WASHINGTON — The presidential campaign thus far seems to be heaped with broadsides and broad promises. When policy does enter in, it’s often not fleshed out or bipartisan in appeal: Build a wall. Healthcare like Denmark.
Seeing an opportunity in America’s political polarization and gridlock, the nonpartisan group “No Labels” on Thursday sought to offer a dramatically different vision – one where Americans could actually find some measure of agreement.
The group’s “policy playbook” for the next president lists four national goals – and how to reach them – that have been poll-tested for broad support among American voters. Nearly 80 members of Congress from both parties and both houses back the goals.
The ambitious aim is to get the next president to commit as well, and to bring both the president (or members of the administration’s incoming team) together with lawmakers in December to talk through the goals and discuss how to implement them.
The challenge is obvious. The partisan tides in Washington are pulling in different directions. Bipartisan comity often involves compromise – a dirty word among many partisans – and can work against parties playing up their distinction in election season. House Speaker Paul Ryan (R) of Wisconsin is working on his own five-point agenda, which is aimed at pointing out the contrasts between Republicans and Democrats to give Republicans something to run on in this fall’s elections.
Beyond the No Labels agenda, its playbook offers a glimpse of an often-overlooked aspect of Washington politics: The solution to some of the country’s most-pressing problems is not rocket science. From No Labels to think tanks to congressional blue-ribbon panels, practical bipartisan solutions are plentiful. What is lacking is the desire, as American voters behave in more partisan ways and special interests protect their agendas.
But former Sen. Joe Lieberman (D) of Connecticut, co-chair of No Labels along with former Gov. Jon Huntsman (R) of Utah, also says that this election is a reflection of broad public disdain of Washington and party politics. Someone has to try to break the present political mold, he said.

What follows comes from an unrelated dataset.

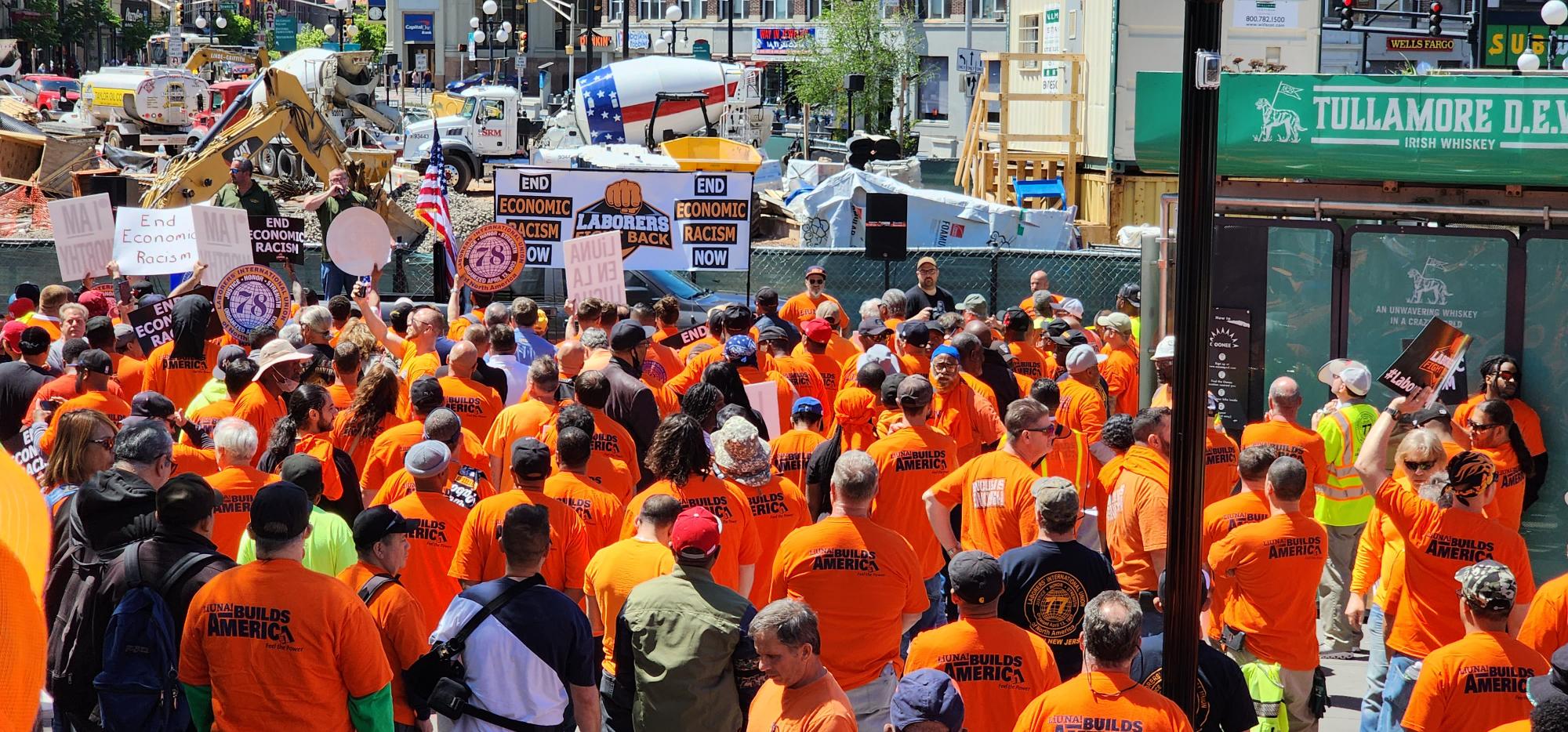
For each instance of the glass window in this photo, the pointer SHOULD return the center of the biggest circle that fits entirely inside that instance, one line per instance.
(935, 89)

“If we don’t try, we’ll never know,” he said. “This requires leadership.”
The goals unveiled on Thursday: creating 25 million new jobs; securing Social Security and Medicare for the next 75 years; balancing the federal budget, and making America energy secure.
The playbook offers ways to achieve these goals. Social Security, for instance, could be saved without raising the retirement age by raising the annual limit on earnings that are subject to the payroll tax, by employers and employees agreeing to pay 1 percent more in payroll taxes, by slowing the growth of future benefits for the top 20 percent of beneficiaries, and by reforming Social Security disability payments.
All of these ideas found broad support among the electorate, according to No Labels.
The solutions try to steer clear of highly partisan issues, such as climate change, by focusing instead on areas of common ground, such as energy conservation. But details in the playbook still hit partisan tripwires.
A payroll tax increase for Social Security, for instance, would meet stiff resistance from the no-new-taxes crowd. Big Pharma would not like the federal government negotiating drug prices for Medicare recipients. President Obama firmly resisted raising the federal gas tax to help pay for infrastructure spending, even while he supported a special “infrastructure bank” that relies on public-private partnerships for funding.
These ideas are hardly groundbreaking. Many of them have already been chewed over by the Washington set. No Labels hopes they can get airborne this time because they are backed by the No Labels “problem solvers caucus” in Congress. That caucus has a low profile. White it has helped to pass a few smaller bills, such as the so-called Medicare “doc fix” last year, it is still finding its way.
Said Governor Huntsman: “Things work by caucuses, and caucuses are driven by the numbers and if you’ve got enough people who are part of your caucus, you stand a pretty good chance of being able to get your priorities through.”